His apparent unconditional offer of decentralisation appears to be at odds with the Conservatives who are focused on bringing in English votes for English laws.

He said he was “throwing the ball back into their (the Conservatives’) court, claiming they wanted to string the issue out because they thought it was a way to help them in the Clacton by-election.

“We need to flush them out. We need them to tell us if they are serious about fair constitutional reform, or if they had in their mind a sort of rather grubby stitch-up in Westminster because of Conservative over-representation in England.”

Mr Clegg dismissed the significance of the unfair spending settlement, the Barnett Formula, which sees Scottish people get more per head in public spending than people in England, saying the new powers were more important.

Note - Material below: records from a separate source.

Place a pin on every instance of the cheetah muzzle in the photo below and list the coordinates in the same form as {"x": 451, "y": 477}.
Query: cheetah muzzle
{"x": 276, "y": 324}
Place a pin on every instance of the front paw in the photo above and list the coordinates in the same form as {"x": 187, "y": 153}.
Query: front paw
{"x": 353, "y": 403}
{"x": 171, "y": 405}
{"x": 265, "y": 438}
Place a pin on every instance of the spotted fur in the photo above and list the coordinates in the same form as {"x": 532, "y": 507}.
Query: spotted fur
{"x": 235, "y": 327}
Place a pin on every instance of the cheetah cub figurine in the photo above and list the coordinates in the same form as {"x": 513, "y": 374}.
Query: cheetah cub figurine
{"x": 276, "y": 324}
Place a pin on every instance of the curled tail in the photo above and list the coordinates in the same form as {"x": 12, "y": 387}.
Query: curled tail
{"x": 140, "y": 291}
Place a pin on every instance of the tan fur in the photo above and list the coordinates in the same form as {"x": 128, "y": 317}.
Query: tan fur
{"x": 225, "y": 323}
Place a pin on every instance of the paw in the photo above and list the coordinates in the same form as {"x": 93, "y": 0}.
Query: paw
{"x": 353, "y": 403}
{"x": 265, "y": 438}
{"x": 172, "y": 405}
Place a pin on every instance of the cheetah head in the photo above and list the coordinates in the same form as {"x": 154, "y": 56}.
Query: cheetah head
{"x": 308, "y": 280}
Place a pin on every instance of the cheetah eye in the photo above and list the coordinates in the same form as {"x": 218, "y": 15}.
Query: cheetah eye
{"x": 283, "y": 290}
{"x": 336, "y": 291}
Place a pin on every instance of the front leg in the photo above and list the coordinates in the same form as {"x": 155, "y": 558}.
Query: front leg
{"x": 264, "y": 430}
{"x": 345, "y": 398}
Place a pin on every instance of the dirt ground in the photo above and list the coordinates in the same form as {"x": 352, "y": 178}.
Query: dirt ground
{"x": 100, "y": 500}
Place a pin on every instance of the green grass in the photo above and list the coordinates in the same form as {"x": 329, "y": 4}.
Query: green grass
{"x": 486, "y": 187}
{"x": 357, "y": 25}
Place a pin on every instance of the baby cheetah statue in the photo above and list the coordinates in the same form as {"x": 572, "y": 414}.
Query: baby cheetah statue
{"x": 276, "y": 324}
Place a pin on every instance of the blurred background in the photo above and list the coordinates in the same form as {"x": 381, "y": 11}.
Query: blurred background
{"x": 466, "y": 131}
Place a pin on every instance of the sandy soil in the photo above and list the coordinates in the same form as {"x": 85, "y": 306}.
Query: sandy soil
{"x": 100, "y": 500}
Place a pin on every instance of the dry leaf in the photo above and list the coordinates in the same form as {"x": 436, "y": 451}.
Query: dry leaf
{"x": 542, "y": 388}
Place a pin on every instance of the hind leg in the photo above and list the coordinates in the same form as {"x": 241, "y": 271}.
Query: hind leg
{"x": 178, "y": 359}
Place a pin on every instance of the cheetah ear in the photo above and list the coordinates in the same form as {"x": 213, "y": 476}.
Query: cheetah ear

“In a sense the Barnett Formula is a mathematical formula by which the cake is divided.

“Actually the way you create the cake in the first place is a much more important thing,” he said.

The Lib Dems also pledged to hike capital gains tax on profits from the sale of shares and second homes to help fund a £100 income tax break for 29million workers if they remain in government.

Mr Clegg said that the Lib Dems would increase the personal allowance threshold, below which no income tax is payable, to £11,000 by April 2016, as a first step towards the party’s long-standing goal of increasing it to £12,500.

Business secretary Vince Cable also indicated that he was in favour of building over golf courses to help solve Britain’s housing crisis. He said most families would rather have a garden outside their front door than protected greenbelt miles away from their home.